4 Ways to Secure Seed Funding with an Impressive Investor Presentation
If your startup is still very much in the ideation phase, presenting to investors can be particularly terrifying. Investors want passion and the details of your company. Having both of these things and being able to show them is essential. What it all comes down to, once you have an investor meeting is being able to express your idea at the investor presentation.
A professional pitch deck can only get you so far. You need to know the numbers and your concept by heart. Entrepreneurs can be thrown completely off course when a busy investors simply asks for a quick elevator pitch with no slides included. Being prepared for any kind of investor presentation starts with these four tips.
1. Kick it Off Relatably
A successful hook at the very beginning of your pitch is a must-have to get an investor’s attention, but it needs to be more than just attention-grabbing. A really successful hook is something that the investor can personally relate to. It’s something they understand or are very familiar with.
At MaGIC Accelerator Program, over 50 startups made their pitches to a room full of investors and the standouts were clear.

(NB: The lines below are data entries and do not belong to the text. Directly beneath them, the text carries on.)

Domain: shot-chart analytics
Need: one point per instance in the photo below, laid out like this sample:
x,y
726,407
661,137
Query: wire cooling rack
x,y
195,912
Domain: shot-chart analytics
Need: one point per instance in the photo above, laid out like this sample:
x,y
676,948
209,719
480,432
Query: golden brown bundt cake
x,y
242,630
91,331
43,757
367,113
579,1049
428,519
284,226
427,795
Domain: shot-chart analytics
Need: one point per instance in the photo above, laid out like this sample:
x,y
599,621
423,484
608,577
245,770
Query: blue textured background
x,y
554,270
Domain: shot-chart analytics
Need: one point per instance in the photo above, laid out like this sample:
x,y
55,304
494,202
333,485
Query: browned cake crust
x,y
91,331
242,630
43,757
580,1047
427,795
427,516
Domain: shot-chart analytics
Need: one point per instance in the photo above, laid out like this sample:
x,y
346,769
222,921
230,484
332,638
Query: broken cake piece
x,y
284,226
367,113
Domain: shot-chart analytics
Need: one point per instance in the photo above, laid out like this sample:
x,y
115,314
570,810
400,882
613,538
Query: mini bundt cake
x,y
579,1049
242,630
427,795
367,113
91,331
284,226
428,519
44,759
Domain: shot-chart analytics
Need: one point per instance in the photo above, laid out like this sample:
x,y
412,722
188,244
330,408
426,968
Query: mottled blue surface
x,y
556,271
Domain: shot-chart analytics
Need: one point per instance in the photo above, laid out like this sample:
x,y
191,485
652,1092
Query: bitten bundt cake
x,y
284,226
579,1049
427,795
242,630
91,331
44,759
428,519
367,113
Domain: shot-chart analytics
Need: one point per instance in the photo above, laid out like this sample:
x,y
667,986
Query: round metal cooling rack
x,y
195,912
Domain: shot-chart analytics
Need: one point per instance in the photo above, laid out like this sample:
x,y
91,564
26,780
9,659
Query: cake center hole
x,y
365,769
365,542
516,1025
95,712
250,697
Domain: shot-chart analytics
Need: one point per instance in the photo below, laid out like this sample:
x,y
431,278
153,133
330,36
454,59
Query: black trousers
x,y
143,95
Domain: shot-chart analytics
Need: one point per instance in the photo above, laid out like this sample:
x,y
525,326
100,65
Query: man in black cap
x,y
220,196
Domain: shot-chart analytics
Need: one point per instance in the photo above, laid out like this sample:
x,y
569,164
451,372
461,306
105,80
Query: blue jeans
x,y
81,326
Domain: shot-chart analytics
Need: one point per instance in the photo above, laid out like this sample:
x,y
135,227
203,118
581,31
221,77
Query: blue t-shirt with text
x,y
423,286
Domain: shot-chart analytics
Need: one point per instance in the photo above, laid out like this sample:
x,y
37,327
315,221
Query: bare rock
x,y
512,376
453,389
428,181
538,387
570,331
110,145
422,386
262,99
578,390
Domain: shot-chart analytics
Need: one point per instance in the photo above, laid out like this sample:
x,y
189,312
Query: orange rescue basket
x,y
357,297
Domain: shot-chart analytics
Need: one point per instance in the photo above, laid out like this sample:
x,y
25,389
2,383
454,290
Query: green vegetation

Auto Craver, an online car dealer company, they began their pitch by pointing out an experience that nearly everyone could remember.

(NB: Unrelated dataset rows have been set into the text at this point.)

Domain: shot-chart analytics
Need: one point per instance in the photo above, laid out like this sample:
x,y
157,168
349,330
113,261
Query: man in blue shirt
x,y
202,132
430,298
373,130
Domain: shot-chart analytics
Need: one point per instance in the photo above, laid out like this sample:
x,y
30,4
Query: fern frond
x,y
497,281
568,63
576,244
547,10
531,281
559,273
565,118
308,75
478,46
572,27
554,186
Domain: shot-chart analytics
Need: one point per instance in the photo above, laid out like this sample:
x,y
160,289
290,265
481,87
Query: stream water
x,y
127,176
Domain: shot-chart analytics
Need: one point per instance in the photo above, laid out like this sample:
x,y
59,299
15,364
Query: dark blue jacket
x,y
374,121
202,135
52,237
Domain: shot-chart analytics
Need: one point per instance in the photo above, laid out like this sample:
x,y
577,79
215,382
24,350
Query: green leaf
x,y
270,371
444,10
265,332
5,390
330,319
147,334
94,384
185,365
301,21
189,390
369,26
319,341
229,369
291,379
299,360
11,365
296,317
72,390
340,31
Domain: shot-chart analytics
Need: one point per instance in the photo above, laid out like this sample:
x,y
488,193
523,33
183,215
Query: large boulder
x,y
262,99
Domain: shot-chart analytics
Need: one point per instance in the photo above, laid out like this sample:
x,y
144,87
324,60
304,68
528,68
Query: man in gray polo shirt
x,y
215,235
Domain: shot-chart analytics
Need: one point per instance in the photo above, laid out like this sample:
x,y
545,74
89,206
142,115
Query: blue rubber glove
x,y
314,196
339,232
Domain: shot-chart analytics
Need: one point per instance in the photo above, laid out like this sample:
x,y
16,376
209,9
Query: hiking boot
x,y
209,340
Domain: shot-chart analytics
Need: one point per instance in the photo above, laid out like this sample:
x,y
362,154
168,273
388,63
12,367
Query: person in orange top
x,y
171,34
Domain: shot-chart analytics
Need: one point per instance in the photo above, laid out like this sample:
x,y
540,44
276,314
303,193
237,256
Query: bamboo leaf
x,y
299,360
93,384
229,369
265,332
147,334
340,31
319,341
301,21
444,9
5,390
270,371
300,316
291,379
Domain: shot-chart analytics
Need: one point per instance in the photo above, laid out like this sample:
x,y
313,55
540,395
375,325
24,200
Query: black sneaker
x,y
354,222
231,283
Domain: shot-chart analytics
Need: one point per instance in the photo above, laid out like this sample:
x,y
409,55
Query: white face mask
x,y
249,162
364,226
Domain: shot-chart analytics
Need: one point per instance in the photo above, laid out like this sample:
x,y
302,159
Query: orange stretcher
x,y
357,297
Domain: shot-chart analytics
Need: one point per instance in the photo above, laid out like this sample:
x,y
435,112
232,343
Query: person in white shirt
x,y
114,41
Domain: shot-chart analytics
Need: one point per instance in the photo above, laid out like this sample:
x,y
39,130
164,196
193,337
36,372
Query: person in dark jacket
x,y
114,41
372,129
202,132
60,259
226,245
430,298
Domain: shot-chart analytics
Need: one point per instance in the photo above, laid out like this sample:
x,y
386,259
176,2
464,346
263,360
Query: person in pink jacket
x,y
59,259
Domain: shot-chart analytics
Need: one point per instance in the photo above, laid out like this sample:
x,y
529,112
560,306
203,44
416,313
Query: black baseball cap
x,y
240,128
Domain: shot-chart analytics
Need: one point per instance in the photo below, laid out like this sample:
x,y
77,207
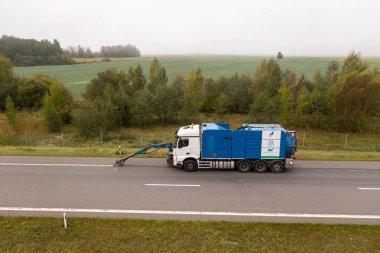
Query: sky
x,y
179,27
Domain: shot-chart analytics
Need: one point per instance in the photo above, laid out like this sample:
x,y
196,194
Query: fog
x,y
295,27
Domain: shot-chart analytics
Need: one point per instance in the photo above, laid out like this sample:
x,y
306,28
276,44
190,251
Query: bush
x,y
31,90
57,107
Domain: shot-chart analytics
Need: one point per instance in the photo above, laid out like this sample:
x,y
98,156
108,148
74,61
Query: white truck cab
x,y
187,145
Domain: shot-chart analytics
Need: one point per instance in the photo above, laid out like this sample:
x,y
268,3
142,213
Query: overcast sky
x,y
235,27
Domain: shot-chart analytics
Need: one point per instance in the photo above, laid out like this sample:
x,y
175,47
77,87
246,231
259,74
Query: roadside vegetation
x,y
31,52
335,110
21,234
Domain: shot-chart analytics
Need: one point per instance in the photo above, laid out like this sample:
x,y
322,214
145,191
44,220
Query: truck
x,y
257,147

The startup asked the crowd if they could remember the last time they’d sold a car or bought one used. Not waiting for a response, they replied, “Of course you do! It was horrible.” Connecting memorable human experiences to your startup is a simple way to get investors to relate to your idea. Starting out on the right foot begins and ends with getting investors to understand and like your concept.
2. Speak with Exactness
On Gimlet Media’s Startup podcast, Alex Blumberg records his journey as he founds and funds his media company. The very first episode entitled, How Not to Pitch to a Billionaire, is an enlightening tale for entrepreneurs.
The episode starts with Blumberg pitching to Chris Sacca, billionaire early investor in Twitter, Instagram, Kickstarter, and Uber. The pitch was an all-out disaster, but it’s a great lesson for upcoming entrepreneurs.

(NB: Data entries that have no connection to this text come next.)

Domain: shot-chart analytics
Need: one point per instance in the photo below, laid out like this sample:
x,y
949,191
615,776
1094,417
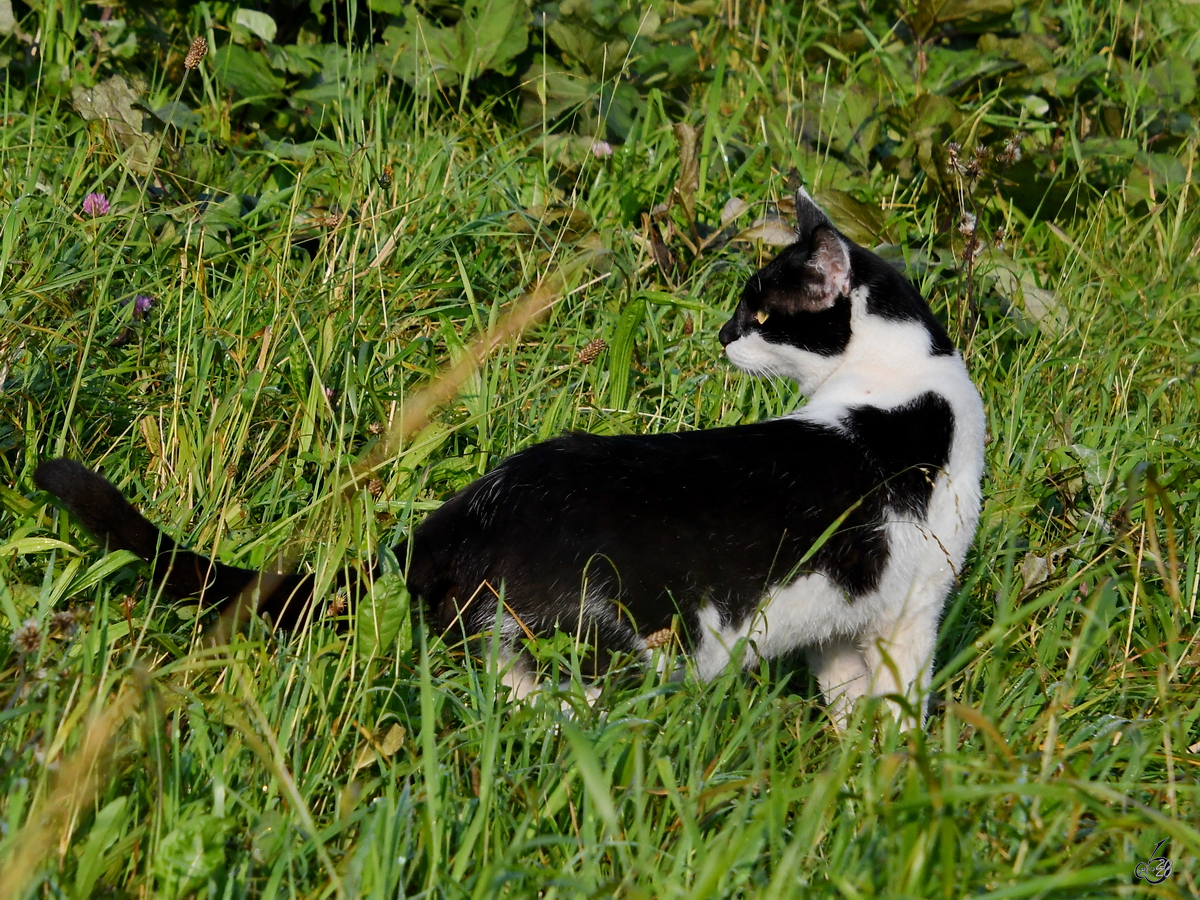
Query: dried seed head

First in Sacca’s checklist for a potential startup is their conviction. He spoke of how he heard about Instagram and didn’t think much of the photo-sharing platform, but could feel the passion and determination in the founder’s voice.
Beyond that, Sacca was looking for an exact estimate of funding needed, evidence of the need for your startup and how it will be profitable, and a succinct timeline of breakeven. After Blumberg’s less than impressive pitch, Sacca gave it right back to him. The investor actually pretended to be Blumberg and told him how he should have pitched and then told him why his company wasn’t a good bet. It’s clear the investor was looking for someone who could deliver their idea in a succinct, confident, and fact-packed way.
3. Crafting the Focus
There are likely certain aspects of your pitch that are more important for the investors to get than others. Mikael Cho, Founder of Crew, created a curated platform for designers and developers that won the startup two million in one round of seed funding.
Cho went to his company’s blog to explain how they did it with their pitch deck. The first step that entrepreneurs should take to create their pitch deck is to decide on the main elements you’ll need to craft your story.
With all the elements laid out, Cho and his team were able to see which element had the greatest impact on their idea. They decided that market opportunity was one of the strongest parts on their story and that it would be the focus piece of their story. Through iterations after practice with an investor, Cho realized that growth was really their main selling point and moved that slide to the beginning.
Cho’s pitch was more successful because he found out what the real focus of his pitch was and highlighted that very early on. Thinking about your startup, beyond the concept, determine the most important factor that sells investors.
4. Sell Your Team
Surprisingly, your team can be one of the biggest selling points of your startup. Investors want to know what you are the one who should be creating this business. What makes you solely capable of creating the best version of your idea.
Gimlet Media’s Blumberg worked at This American Life before starting his own podcast company. He knew everything about how a successful podcast works making him uniquely fit for his business idea.
If you aren’t particularly qualified to launch the startup, consider finding a startup founder who is or cultivate resources and skills to make yourself qualified. Entrepreneurs can win an investor presentation by stepping in front of their product and highlighting themselves.